Turris-Comune, siamo alle solite: ecco il nuovo punto di non ritorno sulla questione stadio!

12.05.2021 20:00 di Vincenzo Piergallino   Vedi letture
Turris-Comune, siamo alle solite: ecco il nuovo punto di non ritorno sulla questione stadio!
© foto di Salvatore Varo

L’ultimo botta e risposta tra la Turris ed alcuni referenti istituzionali, inerente la questione stadio, per chi segue, ormai da anni, le vicende dei biancorossi, ha fatto sorgere una delle più classiche considerazioni. “Siamo alle solite”, verrebbe francamente da dire, dato che hanno ormai queste punzecchiature hanno assunto cadenze cicliche, con un punto di incontro che alla fine, volenti o nolenti, si riesce quasi sempre a trovare tra le parti in causa, ma sarebbe più corretto parlare di soluzioni tampone che non risolvono il problema, rinviandolo semplicemente di qualche tempo, salvo tornare prepotentemente a galla qualche mese più tardi.

Questa volta il punto di non ritorno tra il Comune di Torre del Greco e la società corallina, ufficialmente messa in vendita dal presidente Colantonio, adducendone tra i motivi anche per l’impossibilità di realizzare una solida programmazione tecnica senza certezze sullo stadio, riguarda i tempi incerti sulla realizzazione e conseguente pubblicazione del bando che, attraverso gara pubblica, dovrebbe affidare la gestione dell’Amerigo Liguori per circa sei anni.

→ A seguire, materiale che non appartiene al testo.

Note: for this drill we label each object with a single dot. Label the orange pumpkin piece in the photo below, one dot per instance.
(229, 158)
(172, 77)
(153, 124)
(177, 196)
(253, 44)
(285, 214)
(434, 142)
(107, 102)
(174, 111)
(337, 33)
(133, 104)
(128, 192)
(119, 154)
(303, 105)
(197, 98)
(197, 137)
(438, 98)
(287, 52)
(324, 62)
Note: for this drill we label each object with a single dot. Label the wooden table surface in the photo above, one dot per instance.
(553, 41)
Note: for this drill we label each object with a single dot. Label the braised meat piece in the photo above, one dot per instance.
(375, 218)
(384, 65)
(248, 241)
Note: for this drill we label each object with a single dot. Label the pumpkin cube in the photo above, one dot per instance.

La convenzione attualmente in essere, che vede la Turris come affidataria per la stagione in corso, scade il prossimo 30 giugno ed è altamente improbabile che entro quella data possa essere espletata la suddetta assegnazione pluriennale. Ed è a partire da questa constatazione che emergono le diversità di vedute tra Turris e Comune.

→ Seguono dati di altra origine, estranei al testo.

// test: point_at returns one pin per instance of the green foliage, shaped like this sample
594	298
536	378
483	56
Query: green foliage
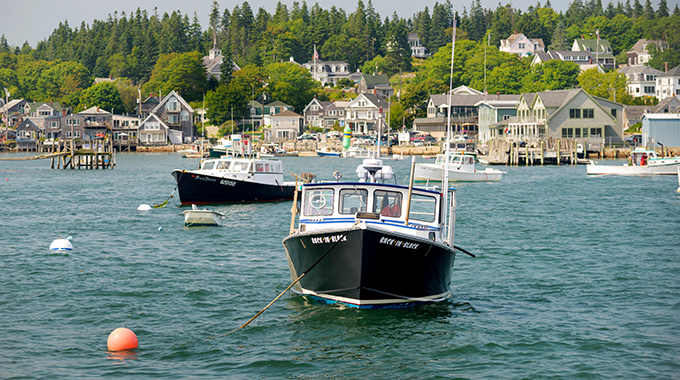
104	95
290	84
183	73
611	85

Da una parte le istituzioni ritengono quello dello stadio un “falso problema” per le seguenti ragioni:

- Qualora non si facesse in tempo per eseguire la gara entro la fine di giugno, scatterebbe automaticamente una proroga della convenzione in essere con la Turris;

- Se la gara dovesse realizzarsi durante l’anno e la Turris, malauguratamente, non dovesse risultarne vincitrice all’apertura delle buste, alla prima squadra verrebbero comunque garantiti gli spazi per tre allenamenti settimanali e gare ufficiali.

La Turris, dal suo canto, ritiene insufficienti queste condizioni, sostenendo che:

- Rinnovare l’attuale convenzione, fino alla stipula del nuovo contratto pluriennale, potrebbe significare il rischio potenziale di ritrovarsi a stagione in corso senza lo stadio, qualora la Turris non dovesse aggiudicarsi la nuova concessione, con tutte le ripercussioni sulla programmazione tecnica e logistica in corso d’opera. Pertanto il club biancorosso chiede che, qualora l’assegnazione dovesse tramutarsi a stagione già iniziata, che abbia decorrenza a partire da quella successiva, in modo da non stravolgere completamente i piani a campionati iniziati e ritrovarsi in fretta e furia obbligata a trovarsi un nuovo impianto.

- Garantire tre allenamenti e gare ufficiali alla prima squadra non basta, dato che la Turris, in quanto società professionistica, è obbligata dalle norme federali a disputare campionati giovanili nazionali, nello specifico la Primavera Under 15 e Under 17, su un campo omologato. E l’unico in possesso dei requisiti richiesti a Torre del Greco, per questo tipo di competizioni, è proprio l’Amerigo Liguori…

Capitolo a parte meritano gli interventi di manutenzione straordinaria relativi alla nuova omologazione del sintetico e al rilascio della definitiva agibilità delle due strutture di prefiltraggio dei tifosi, già esistenti. La Turris ha evidenziato la necessità di risolvere queste criticità impellenti in tempo utile per l’iscrizione del campionato, ma il Comune da questo punto di vista ha assicurato che non ci saranno intoppi, come si evince dalle dichiarazioni dall’Assessore con delega allo Sport, Giuseppe Speranza, intervenuto a Tv City: Abbiamo definito una quota, da prelevare dal fondo di riserva, da assegnare alle spese necessarie per gli interventi di cui necessita lo stadio in vista della prossima stagione, vale a dire per l’omologazione e le opere di pre filtraggio. Da qui a qualche settimana saremo già pronti per la risoluzione di questa avversione. Nessuno può negare negli ultimi due anni il grande impegno economico che l’Amministrazione ha destinato all’Amerigo Liguori”.